# rhom owners



## rosecityrhom (Feb 3, 2003)

I was curious what you all have been feeding your rhoms. I want to feed mine beefheart and heard you have to starve them a little while to get them to eat it, but I wanna know if you have to do this each time just to get them to eat beefheart or do they start taking to it eventually where you don't have to starve them everytime. I don't want to resort to just feeding my guy live feeders cause thats all he seems to have interest in so far...won't have anything to do with beefheart. :veryangry:


----------



## MPower (Jan 29, 2003)

My rhom is picky and won't eat beefheart. He will only eat chicken heart and feeders. It might work by waiting a day or so but not for me.


----------



## Xenon (Nov 15, 2002)

moved to feeding.


----------



## hydroshutter (Jan 12, 2003)

My rhom is picky and will only eat feeders.. So thats all i've fed him. I don't bother starving him because it's not too cost effective if he only eats feeders.


----------



## rosecityrhom (Feb 3, 2003)

I guess I'll stick with feeders then, I'd rather have him happy. I was just wanted to give him something different. I'll try some chicken heart and see if that works. If not then I'll stick with feeders. My guys a juvenile for now. I'm only 21 so I'll get to watch him grow up over the years...and years...and years.


----------



## SERRAPYGO (Feb 4, 2003)

uuuhg! Scrap the feeders all together unless your willing to risk the possibility of parasites. Your rhom WILL take non-live foods eventually, the key is the offering.

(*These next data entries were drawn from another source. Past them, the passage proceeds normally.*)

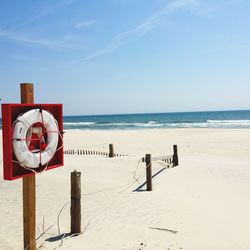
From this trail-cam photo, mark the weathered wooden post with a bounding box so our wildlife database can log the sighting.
[173,145,179,167]
[109,144,114,158]
[145,154,152,191]
[21,83,36,250]
[71,170,81,234]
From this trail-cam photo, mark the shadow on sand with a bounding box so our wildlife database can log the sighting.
[133,167,166,192]
[46,233,71,242]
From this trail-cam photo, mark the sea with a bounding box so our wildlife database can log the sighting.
[1,110,250,130]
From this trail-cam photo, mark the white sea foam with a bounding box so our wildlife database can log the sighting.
[63,119,250,129]
[98,123,133,126]
[206,120,250,127]
[63,122,96,126]
[133,123,164,127]
[164,123,207,128]
[207,120,250,123]
[166,120,250,128]
[96,122,163,127]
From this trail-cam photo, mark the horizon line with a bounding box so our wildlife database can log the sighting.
[0,108,249,120]
[64,108,250,117]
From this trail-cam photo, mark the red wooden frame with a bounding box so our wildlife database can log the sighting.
[1,104,64,180]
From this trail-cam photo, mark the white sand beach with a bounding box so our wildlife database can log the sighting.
[1,128,250,250]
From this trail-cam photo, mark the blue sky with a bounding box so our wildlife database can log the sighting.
[0,0,249,115]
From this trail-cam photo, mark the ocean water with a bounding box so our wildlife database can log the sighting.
[63,110,250,130]
[1,110,250,130]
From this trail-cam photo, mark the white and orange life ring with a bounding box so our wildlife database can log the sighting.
[12,109,59,169]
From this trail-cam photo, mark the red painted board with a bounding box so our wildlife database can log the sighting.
[1,104,64,180]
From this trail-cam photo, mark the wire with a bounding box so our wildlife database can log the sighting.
[84,155,169,196]
[84,183,133,196]
[120,158,172,193]
[119,160,153,193]
[83,157,150,196]
[24,224,54,250]
[57,202,70,236]
[52,199,90,249]
[133,158,143,185]
[50,202,71,250]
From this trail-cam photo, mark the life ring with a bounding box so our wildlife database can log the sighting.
[12,109,59,169]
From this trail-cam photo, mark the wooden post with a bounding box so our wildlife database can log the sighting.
[71,170,81,234]
[173,145,179,167]
[109,144,114,158]
[21,83,36,250]
[145,154,152,191]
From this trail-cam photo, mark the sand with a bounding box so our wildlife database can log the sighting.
[1,128,250,250]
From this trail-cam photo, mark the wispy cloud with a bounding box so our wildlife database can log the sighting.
[81,0,249,62]
[193,0,247,15]
[0,0,75,48]
[0,31,77,48]
[5,0,74,32]
[81,0,198,61]
[75,19,98,29]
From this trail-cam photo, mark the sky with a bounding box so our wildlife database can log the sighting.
[0,0,250,115]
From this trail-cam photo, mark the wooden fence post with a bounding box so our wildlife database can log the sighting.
[21,83,36,250]
[173,145,179,167]
[109,144,114,158]
[145,154,152,191]
[71,170,81,234]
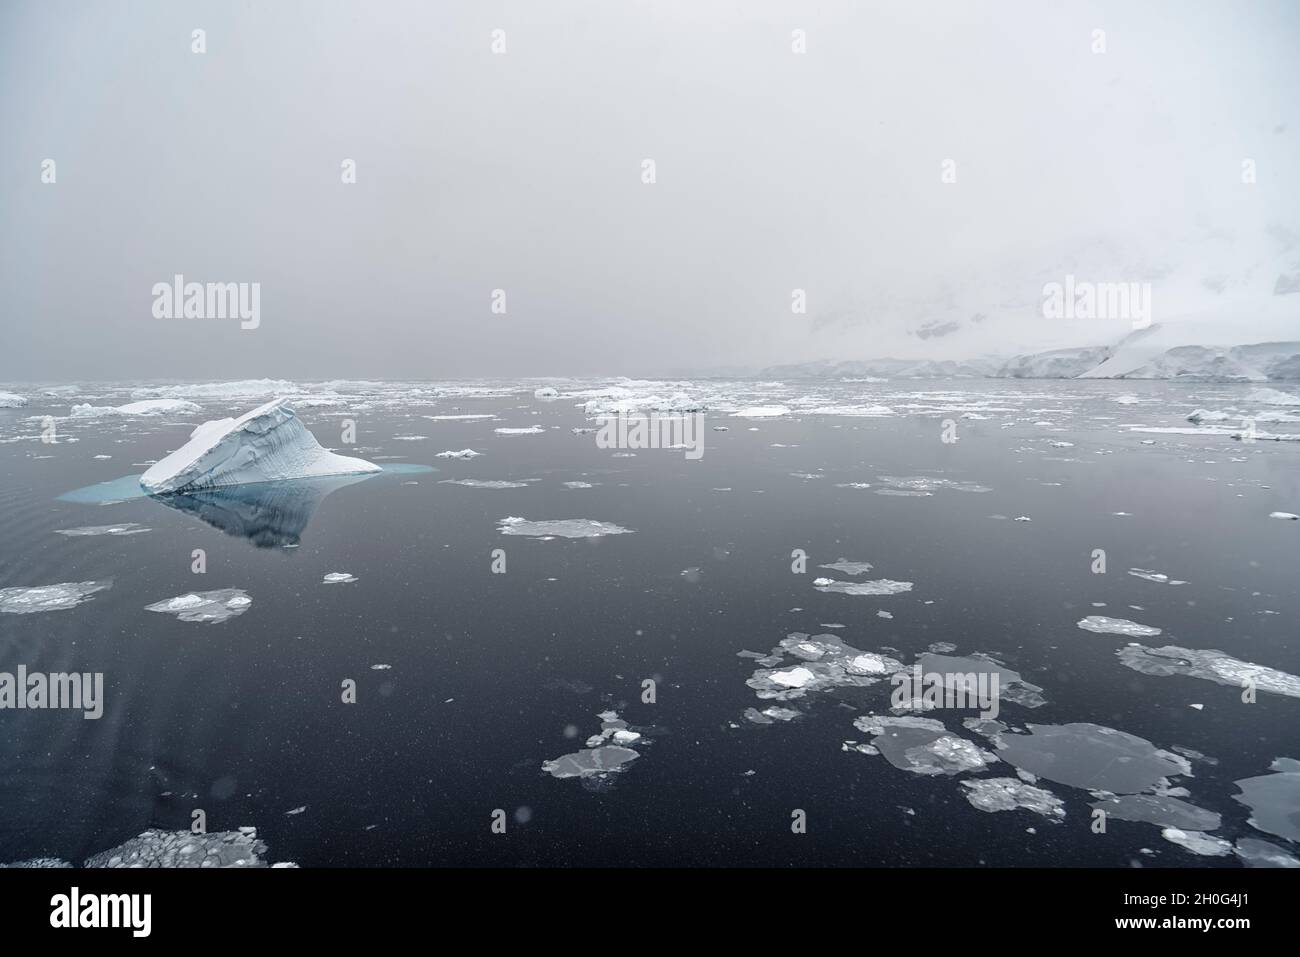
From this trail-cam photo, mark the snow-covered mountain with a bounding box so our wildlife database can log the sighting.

They prefer to feed in low light conditions with no outside disturbances so, drop food in after the lights go out and your in bed. This may take a few times and you may be netting out uneaten food for awhile but he WILL eventually take to it. Trust me.


----------



## Black Piranha (Feb 1, 2003)

well personally id rather go with beefheart and stuff, i bought mine from the fish store which only fed him feeders. he wouldnt eat anything else, but if u can dont raise him on feeders.


----------



## hydroshutter (Jan 12, 2003)

I'm 17 and my rhom is 10".. I have years and years and years for him to grow also :rockin:


----------



## piranha13 (Jan 24, 2003)

Try feeding the feeders flakes then feed them to th Rhom.


----------



## rosecityrhom (Feb 3, 2003)

I guess I'll finish with this batch of live feeders, although at my lfs Cayes I'm very confident in their batches of feeder I'd rather save some cash and give him a more filling diet of beefheart mixed with feeders every now and then. I'll let him finish the rest of his feeders and keep trying introducing beefheart into his diet.


----------



## rosecityrhom (Feb 3, 2003)

Hydro, you at least don't have to wait at least another 6 years for yours to reach 10". Just thinking about it, I have to wait 6 years at least for Mickey to be a whopping 10" baby.







Oh well, At least I can say...I've had him since he was yay big.


----------



## SERRAPYGO (Feb 4, 2003)

piranha13 said:


> Try feeding the feeders flakes then feed them to th Rhom.


And what will this do? ???


----------



## rosecityrhom (Feb 3, 2003)

Yeah, I was curious about that too...the only thing I could think of is keeping the feeder till it gets big.


----------



## Innes (Jan 13, 2003)

By feeding feeders with good food, it makes them better food for the piranhas - you are what you eat!
That is why people give their crickets extra vitemins before feeding to lizards.


----------